For more than fifteen years this was our job. Working together, we were able to afford the bills and keep the legacy of our family alive. Eventually, my siblings and I went different ways. None of us became bakers. But pizza is still a great reason to gather the family around the table.
Our favorite toppings continue to be mozzarella, simple and delicious; smoked sausage and onions; caned tuna, corn and onions. All of these sit upon a layer of fresh tomatoe and are finished with oregano and olive oil as soon as they come out of the oven.
In the early 2000s, when my father was teaching my sons how to make the best pizza dough, we decided to write the recipe down. In honor of my mother, we called the recipe Pizza da Vovó, which means, Grandma’s Pizza. I think this moment was the first time the recipe was written down! Although we now have the recipe, we never made pizza without my parents around.

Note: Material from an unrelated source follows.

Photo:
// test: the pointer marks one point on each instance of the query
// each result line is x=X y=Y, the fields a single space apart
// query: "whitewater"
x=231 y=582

I had my first experience baking pizza alone in New York, far from my parents, far from home, and far from my country. I did it to take the pictures that you see here. My first attempt was frustrating. The dough was too soft. I called my father, who did not answer the phone. I didn’t have much time because the yeast was working fast. I was nervous. It was my sister-in-law who saved me with a simple piece of advice. “Follow your instinct,” she said, “add flour and try to remember how you felt the dough in your hands when you used to make it with your parents.”
I recovered my self-confidence, but it did not work very well. After baking, the dough was too harsh. When I finally got to talk to my father he said the same: “follow your feelings and add the flour slowly, you will know when it is good.”

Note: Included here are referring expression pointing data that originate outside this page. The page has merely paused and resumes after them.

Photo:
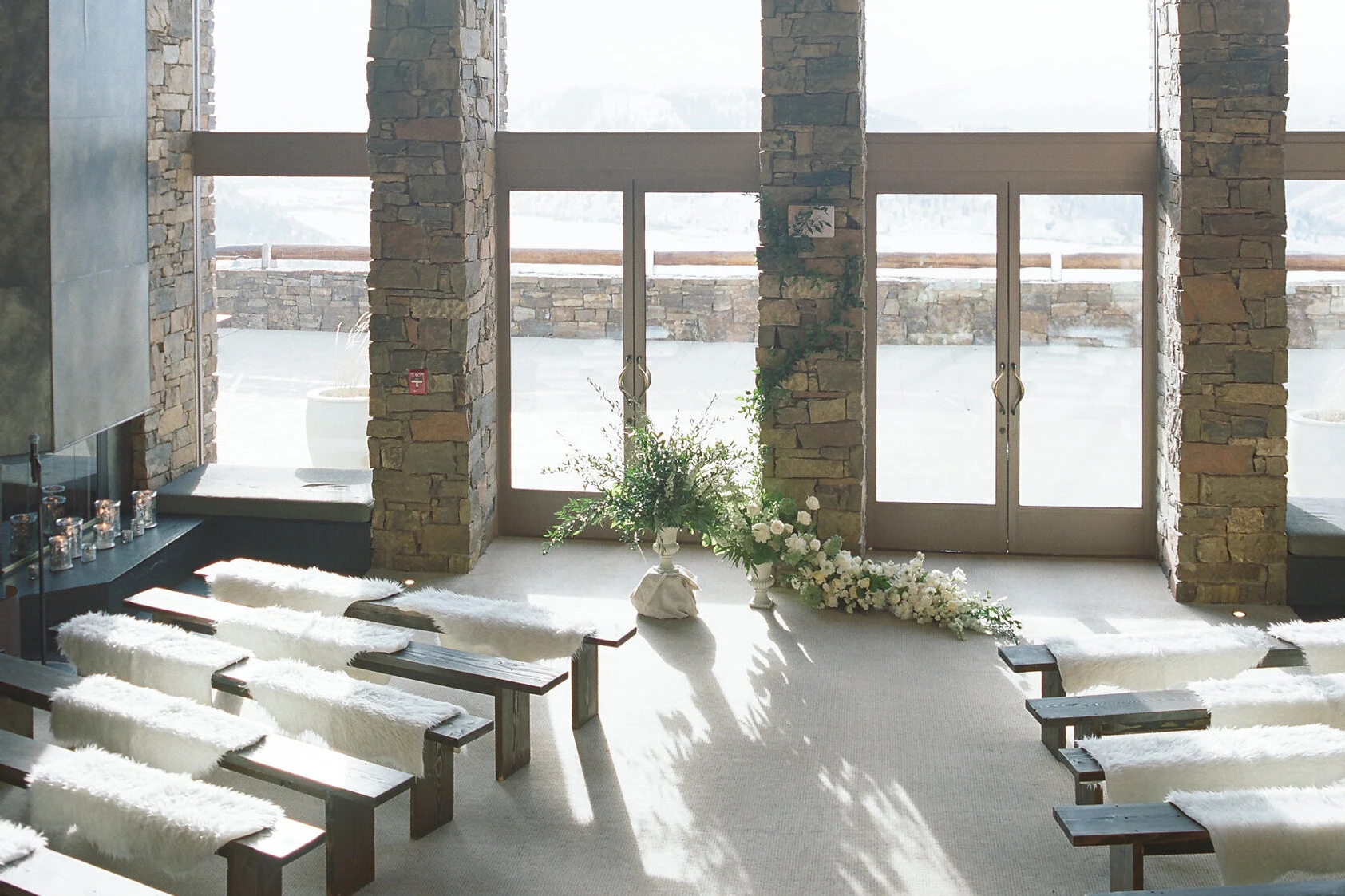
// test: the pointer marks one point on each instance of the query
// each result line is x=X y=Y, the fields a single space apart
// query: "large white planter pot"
x=338 y=427
x=1315 y=455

The second time, the recipe worked and I could make the recipe adjustments needed to give you the correct quantities. Now that this recipe has been tested and approved, it can go on to nourish future generations.
(translated from Portuguese by the author)
1-kilo (2.2 lbs) all-purpose flour
100 grams fresh yeast
200 ml vegetable oil
1 Tablespoon sugar
1 Tablespoon salt
500 ml water
Step 1. Crumble the fresh yeast in a big bowl and add sugar. Wait until the yeast dissolves and then add water, salt and oil. Mix the ingredients well and add the flour little by little. Mix until the dough is smooth and unglued from the bowl
Step 2. Sprinkle a work surface with flour. Reshape the dough into seven balls of the same size and put them on a lightly floured surface. Cover the dough and let it rest about 30 minutes. Meanwhile, put six to eight (it depends on the size) ripe tomatoes in a blender, process quickly and rest in the refrigerator.
Step 3. Heat the oven to 400 degrees. Press one dough ball at a time on the work surface with your hands, adding flour as needed to roll the dough until it is as thin as you want.** Fold the flat dough in a half and transfer to the baking sheet. Unfold the dough and press down around the edges. Transfer the processed tomatoes into a colander with a plate underneath so it does not retain water. Sprinkle salt to taste, mix and spread a thin layer of tomato over the dough. Bake for about 5 minutes. The idea is to make a pre-baked dough. It will be ready when the lower part is baked and light in color. The pre-baked dough can be used immediately, refrigerated for a week, or frozen for up to six months.
Step 4. Heat the oven to 350-400 degrees. Spread your favorite pizza toppings on the pre-baked dough and bake for an additional 10 minutes.
** If you want to make mini-pizzas, divide the ball into four parts and open each of them by hand doing a small edge. Then follow the same steps listed above.